La Iglesia argentina se suma a la condena de linchamientos mientras crece la polémica

La Iglesia argentina se suma a la condena de linchamientos mientras crece la polémica

Buenos Aires, 3 abr (EFE).- La Iglesia argentina se sumó hoy al Gobierno y a otras fuerzas políticas y sociales en la condena de los linchamientos registrados en las últimas semanas en medio de una tensa polémica sobre el papel del Estado para velar por la seguridad.

El presidente de la Comisión Episcopal de Pastoral Social, Jorge Lozano, advirtió de que “si es por mano propia no es Justicia” y pidió “acudir a las autoridades correspondientes” cuando se presencie un delito.

En declaraciones a medios locales, Lozano subrayó que los linchamientos “no son una reacción lógica sino emocional y con un serio componente de irracionalidad”.

El obispo aseguró que entre las causas que provocan estos episodios violentos está “el cansancio o hartazgo ante lo reiterado de los robos y asesinatos sin que se cuente con respuesta desde la Justicia y las fuerzas de seguridad”.

La condena de la Iglesia refuerza los llamamientos del Gobierno argentino a evitar que “se aplique la ley del Talión” y recurrir en cambio a las fuerzas de seguridad y la Justicia.

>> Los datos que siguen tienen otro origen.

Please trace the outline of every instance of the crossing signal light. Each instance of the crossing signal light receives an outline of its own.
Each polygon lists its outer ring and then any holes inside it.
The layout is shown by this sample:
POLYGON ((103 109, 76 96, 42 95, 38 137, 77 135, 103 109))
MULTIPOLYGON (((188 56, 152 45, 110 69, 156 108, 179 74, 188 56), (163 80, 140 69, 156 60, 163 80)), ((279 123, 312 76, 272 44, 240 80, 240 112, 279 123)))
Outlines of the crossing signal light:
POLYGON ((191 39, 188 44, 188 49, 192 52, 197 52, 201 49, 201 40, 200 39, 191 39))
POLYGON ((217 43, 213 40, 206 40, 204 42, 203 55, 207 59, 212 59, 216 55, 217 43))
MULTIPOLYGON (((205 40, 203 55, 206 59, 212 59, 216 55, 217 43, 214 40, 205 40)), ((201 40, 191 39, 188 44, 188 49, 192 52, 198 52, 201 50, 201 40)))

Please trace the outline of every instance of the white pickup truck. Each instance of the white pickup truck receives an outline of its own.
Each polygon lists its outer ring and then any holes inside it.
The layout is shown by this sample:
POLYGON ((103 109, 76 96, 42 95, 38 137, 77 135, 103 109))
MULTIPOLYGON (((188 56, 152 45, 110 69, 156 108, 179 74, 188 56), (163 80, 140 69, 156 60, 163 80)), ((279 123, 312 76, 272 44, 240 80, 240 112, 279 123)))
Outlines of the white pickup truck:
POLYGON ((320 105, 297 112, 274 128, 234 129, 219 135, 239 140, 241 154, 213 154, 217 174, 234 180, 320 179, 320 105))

El jefe de Gabinete del Gobierno argentino, Jorge Capitanich, consideró hoy que las agresiones representan “expresiones grandilocuentes o de una extrema derechización” y pidió evitar la estigmatización de pobres y excluidos.

También alzó la voz el premio Nobel de la Paz argentino, Adolfo Pérez Esquivel, quien alertó de que “se ha generado una psicosis colectiva de miedo que alienta sectores que buscan hacer Justicia por mano propia, frente a la ausencia de las fuerzas de seguridad”.

“Los ciudadanos tenemos derecho a nuestra seguridad, si alguien la viola el camino es la Justicia, no la venganza que engendra nuevos victimarios”, indicó Esquivel en su página web.

La oposición política argentina compartió los llamamientos para frenar las agresiones, pero apuntó también a la responsabilidad gubernamental.

“Aparecen porque hay un Estado ausente”, dijo recientemente el diputado nacional y líder del Frente Renovador Sergio Massa, quien recalcó que “la sociedad no quiere convivir con la impunidad”.

Massa, partidario de endurecer las penas a los delincuentes, afirmó que los argentinos “necesitan al Gobierno garantizando el Estado de Derecho y un sistema de sanciones que repriman las conductas al margen de la ley”.

El alcalde de Buenos Aires, Mauricio Macri, echó más leña al fuego al confesar que es “una tranquilidad” y “un alivio” que una de sus hijas mayores se vaya a vivir fuera del país debido a la “situación de inseguridad” que se vive en Argentina.

Al ser consultado por los linchamientos en radio Vorterix, Macri resaltó que se trata de un “fenómeno nuevo” que se da “por la desesperación de la gente de sentirse indefensa y abandonada, y ver como la delincuencia se mueve con tanta naturalidad”.

El último en sumarse fue el ministro de Defensa argentino, Agustín Rossi, quien advirtió de que “las reflexiones justificadoras de Macri y Massa no ayudan para nada” a resolver el problema, pero agregó que “la derecha tiene este estilo”.

La paliza que dio pie al actual debate político y mediático se produjo la semana pasada en Rosario, cuando un grupo de vecinos golpeó ferozmente a un joven de 18 años, quien murió después de agonizar durante cuatro días.

Desde entonces, se han registrado al menos una decena de linchamientos en distintos puntos del país, entre ellos, en las ciudades de Rosario (centro), Córdoba (centro), Santa Fe (centro), La Rioja (noroeste) y Buenos Aires.

El último caso de Justicia por cuenta propia se conoció hoy, cuando un agente retirado de Prefectura mató de un balazo a un joven que le robó su camioneta en Mar del Plata, a unos 400 kilómetros al sur de Buenos Aires.